The meaningful analysis of an experiment is contingent upon the independent and identical distribution of samples between the treatments. If the samples are not selected truly at random, then any conclusions drawn may be attributable to the method by which the samples were selected and not the change being tested.
To detect a sampling bias in your randomization, ensure that the samples selected by the targeting rules engine match the requested distribution within a reasonable confidence interval.
If you design an experiment with equal percentages (the targeted ratio is 50% in treatment on and 50% in treatment off) and the current sample distribution deviates from the targeted ratio, even a little, the experiment may have an inherent bias, so the calculated impact and experimental results are rendered invalid.
The scale of this deviation shrinks as your sample sizes increases.
As an illustrative example, in the case of a 50/50 rollout, the 95th percent confidence interval for 1,000 samples lies at 50±3.1%. Simply put, with 1,000 users, if there are more than 531 users in any given treatment there is sample ratio mismatch (SRM). This delta shrinks as the sample size increases. With 1,000,000 samples, a variation of ±0.098% in the sample distribution is cause for concern. As you can see, it is important to understand this potential bias and evaluate your sample distribution thoroughly to prevent invalid results.
Sample ratio check
The Split platform performs a sample ratio check with each calculation update to monitor for a significant deviation between the targeted and current sample ratios. This sample ratio check is located beneath the summary of key and organization metrics with other key information including duration and last updated.
The table below shows the results of the check and a quick overview of each.
|Valid||The split has a valid sample ratio based on the treatments and targeting rule selected.|
|Mismatch||The split has a sample ratio mismatch based on the treatments and targeting rule you selected.
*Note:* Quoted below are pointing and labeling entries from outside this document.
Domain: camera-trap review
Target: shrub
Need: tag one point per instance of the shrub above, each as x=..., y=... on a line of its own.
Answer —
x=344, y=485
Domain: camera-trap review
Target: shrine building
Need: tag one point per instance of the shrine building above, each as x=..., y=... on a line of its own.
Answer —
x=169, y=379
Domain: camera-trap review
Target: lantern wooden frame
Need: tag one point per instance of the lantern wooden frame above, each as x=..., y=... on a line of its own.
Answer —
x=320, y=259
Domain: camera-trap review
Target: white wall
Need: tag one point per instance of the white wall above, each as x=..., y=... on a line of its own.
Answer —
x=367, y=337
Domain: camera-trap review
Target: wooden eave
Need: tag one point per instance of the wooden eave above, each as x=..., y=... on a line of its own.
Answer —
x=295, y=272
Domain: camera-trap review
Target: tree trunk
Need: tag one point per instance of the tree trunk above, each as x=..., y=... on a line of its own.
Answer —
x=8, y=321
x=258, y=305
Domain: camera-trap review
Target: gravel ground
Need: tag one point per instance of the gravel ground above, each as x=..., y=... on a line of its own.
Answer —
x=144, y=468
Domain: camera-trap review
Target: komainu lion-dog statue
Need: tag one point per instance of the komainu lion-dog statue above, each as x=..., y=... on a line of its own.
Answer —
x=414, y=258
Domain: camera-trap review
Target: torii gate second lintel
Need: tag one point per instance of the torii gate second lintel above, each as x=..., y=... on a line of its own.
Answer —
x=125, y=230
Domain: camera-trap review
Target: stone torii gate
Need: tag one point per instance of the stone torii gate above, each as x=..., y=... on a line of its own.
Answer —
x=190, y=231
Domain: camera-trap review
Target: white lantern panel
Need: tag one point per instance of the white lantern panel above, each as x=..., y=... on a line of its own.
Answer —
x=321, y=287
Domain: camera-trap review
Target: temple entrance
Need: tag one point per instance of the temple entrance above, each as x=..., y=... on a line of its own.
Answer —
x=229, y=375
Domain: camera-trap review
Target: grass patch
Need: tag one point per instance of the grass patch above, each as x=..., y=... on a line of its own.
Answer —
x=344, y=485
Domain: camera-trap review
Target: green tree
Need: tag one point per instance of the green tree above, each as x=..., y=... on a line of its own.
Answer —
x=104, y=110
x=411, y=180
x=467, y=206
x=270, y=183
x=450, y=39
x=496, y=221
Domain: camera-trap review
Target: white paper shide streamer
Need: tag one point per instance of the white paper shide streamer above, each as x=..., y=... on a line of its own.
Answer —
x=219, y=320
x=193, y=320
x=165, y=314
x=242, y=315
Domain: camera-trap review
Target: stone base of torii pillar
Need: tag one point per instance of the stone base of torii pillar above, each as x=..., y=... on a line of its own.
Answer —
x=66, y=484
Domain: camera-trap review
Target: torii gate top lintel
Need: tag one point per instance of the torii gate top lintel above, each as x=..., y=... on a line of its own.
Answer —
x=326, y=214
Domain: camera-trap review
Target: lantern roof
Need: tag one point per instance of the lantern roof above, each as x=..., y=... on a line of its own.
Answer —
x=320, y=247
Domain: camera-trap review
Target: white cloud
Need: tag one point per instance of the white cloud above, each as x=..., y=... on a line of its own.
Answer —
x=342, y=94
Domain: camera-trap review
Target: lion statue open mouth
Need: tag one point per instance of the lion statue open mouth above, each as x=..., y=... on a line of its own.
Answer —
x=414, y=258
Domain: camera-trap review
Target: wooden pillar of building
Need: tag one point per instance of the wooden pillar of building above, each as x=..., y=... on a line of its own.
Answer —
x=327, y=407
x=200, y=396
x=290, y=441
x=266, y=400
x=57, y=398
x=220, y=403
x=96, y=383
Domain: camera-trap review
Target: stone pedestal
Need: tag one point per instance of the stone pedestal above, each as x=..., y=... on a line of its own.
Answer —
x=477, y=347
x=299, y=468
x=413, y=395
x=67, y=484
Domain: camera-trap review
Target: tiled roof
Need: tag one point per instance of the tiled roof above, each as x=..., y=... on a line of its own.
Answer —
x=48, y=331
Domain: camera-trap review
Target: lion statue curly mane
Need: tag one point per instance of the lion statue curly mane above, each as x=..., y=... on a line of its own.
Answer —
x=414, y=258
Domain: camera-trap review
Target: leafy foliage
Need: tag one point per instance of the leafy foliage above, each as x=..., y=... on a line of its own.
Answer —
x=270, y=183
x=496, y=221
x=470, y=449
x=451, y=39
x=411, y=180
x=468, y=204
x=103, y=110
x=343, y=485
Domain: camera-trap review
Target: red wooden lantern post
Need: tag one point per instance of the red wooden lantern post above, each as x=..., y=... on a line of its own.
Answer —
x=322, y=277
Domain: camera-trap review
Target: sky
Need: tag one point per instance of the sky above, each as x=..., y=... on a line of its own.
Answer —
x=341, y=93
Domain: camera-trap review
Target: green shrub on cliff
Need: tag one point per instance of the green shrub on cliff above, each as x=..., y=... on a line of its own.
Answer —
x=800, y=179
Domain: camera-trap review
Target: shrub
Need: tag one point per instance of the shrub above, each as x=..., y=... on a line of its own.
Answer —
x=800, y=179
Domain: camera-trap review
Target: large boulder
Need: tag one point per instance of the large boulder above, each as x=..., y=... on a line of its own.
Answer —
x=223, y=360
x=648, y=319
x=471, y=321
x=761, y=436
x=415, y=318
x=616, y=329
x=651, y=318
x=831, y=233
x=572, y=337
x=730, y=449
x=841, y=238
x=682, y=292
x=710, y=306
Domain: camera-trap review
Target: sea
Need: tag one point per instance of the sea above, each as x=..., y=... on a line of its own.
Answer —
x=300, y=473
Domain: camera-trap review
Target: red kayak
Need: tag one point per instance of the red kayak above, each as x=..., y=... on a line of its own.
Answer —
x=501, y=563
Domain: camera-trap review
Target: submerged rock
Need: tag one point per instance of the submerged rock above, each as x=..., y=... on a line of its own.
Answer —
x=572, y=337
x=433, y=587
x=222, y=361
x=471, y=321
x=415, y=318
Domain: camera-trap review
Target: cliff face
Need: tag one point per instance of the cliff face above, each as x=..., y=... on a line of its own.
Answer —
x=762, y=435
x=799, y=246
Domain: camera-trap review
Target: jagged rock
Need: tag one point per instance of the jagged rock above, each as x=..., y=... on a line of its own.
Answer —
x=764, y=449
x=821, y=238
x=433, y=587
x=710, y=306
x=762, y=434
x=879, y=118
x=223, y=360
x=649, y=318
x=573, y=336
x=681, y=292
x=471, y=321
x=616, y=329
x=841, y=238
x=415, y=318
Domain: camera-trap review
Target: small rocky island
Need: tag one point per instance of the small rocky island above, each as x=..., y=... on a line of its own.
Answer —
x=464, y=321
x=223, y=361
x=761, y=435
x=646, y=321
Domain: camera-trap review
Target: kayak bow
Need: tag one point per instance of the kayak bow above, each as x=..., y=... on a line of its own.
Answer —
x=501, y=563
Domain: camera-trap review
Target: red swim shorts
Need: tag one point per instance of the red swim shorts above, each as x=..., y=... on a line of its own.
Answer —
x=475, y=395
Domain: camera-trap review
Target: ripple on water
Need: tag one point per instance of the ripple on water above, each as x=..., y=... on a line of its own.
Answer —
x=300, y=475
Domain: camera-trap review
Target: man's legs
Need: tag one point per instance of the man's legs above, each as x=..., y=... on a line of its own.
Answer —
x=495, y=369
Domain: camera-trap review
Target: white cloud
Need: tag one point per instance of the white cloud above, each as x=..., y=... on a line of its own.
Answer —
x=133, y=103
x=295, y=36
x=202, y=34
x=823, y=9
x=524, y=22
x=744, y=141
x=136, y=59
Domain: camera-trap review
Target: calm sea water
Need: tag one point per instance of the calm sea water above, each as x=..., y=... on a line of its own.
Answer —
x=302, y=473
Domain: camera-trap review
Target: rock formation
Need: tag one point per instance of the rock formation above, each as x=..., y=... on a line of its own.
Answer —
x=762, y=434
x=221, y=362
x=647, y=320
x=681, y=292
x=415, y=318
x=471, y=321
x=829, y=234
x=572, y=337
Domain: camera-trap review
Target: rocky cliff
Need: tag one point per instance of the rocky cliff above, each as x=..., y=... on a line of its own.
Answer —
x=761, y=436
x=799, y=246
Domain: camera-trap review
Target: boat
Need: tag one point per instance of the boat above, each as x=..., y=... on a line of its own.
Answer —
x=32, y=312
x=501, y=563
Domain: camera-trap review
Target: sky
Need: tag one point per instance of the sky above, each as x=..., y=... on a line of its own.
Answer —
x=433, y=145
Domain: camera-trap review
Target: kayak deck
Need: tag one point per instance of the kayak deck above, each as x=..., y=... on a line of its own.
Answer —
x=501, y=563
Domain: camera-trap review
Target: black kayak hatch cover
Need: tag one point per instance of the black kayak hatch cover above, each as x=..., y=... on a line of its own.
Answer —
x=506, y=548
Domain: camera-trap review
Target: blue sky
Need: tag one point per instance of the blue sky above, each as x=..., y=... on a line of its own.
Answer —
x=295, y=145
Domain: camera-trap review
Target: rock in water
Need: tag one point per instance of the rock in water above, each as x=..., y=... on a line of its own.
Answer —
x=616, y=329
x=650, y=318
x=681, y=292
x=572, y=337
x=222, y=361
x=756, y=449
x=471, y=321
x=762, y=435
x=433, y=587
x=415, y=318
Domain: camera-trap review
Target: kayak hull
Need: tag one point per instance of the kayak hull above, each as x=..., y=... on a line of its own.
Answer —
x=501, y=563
Do not trust the impact shown below.|
|Not Applicable||Sample ratio calculation is not applicable as you have selected the any targeting rule.|
|Not Applicable||Sample ratio calculation is not applicable as you have selected the whitelisted targeting rule.|
|Not Applicable||Sample ratio calculation is not applicable as you have the whitelisted segment targeting rule selected.|
|Not Applicable||Sample ratio calculation is not applicable as you have no baseline selected.|
|Not Applicable||Sample ratio calculation is not applicable as no traffic is in at least one of the treatments.|
|Not Applicable||Sample ratio calculation is not available as there are no users in your samples.|
|Not Applicable||Sample ratio calculation is not available as the calculation has not yet run for this split.|
How do you check when doing multiple treatments?
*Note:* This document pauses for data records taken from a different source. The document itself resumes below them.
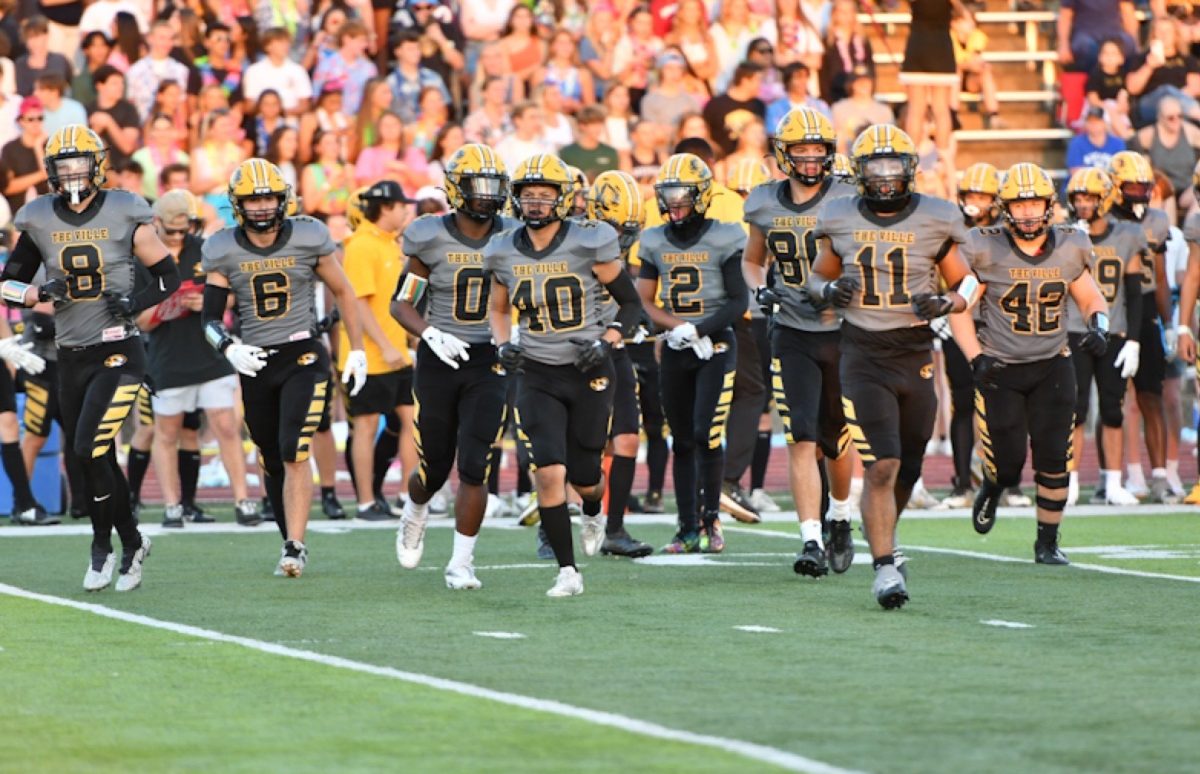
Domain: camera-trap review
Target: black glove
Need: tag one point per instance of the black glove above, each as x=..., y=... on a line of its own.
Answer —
x=119, y=305
x=53, y=291
x=930, y=306
x=510, y=355
x=1096, y=341
x=593, y=352
x=768, y=299
x=840, y=292
x=985, y=370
When performing a sample ratio check in the Split platform, the current treatment pair ratio has to match the targeted treatment pair ratio. For example, say your targeted ratio was 25/25/50 across treatments A/B/C. If you are comparing A to B, the targeted ratio is 25/25 and the targeted treatment pair ratio is 50/50. The sample ratio check is conducted against the targeted 50/50 distribution across A and B.
What significance threshold does Split use for its sample ratio check?
When conducting its sample ratio check, Split compares the calculated p-value against a threshold of 0.001. This threshold was determined based on the constant and rigorous monitoring performed on the accuracy of our randomization algorithms, and to minimize the impact a false positive would have on the trust of experimental results.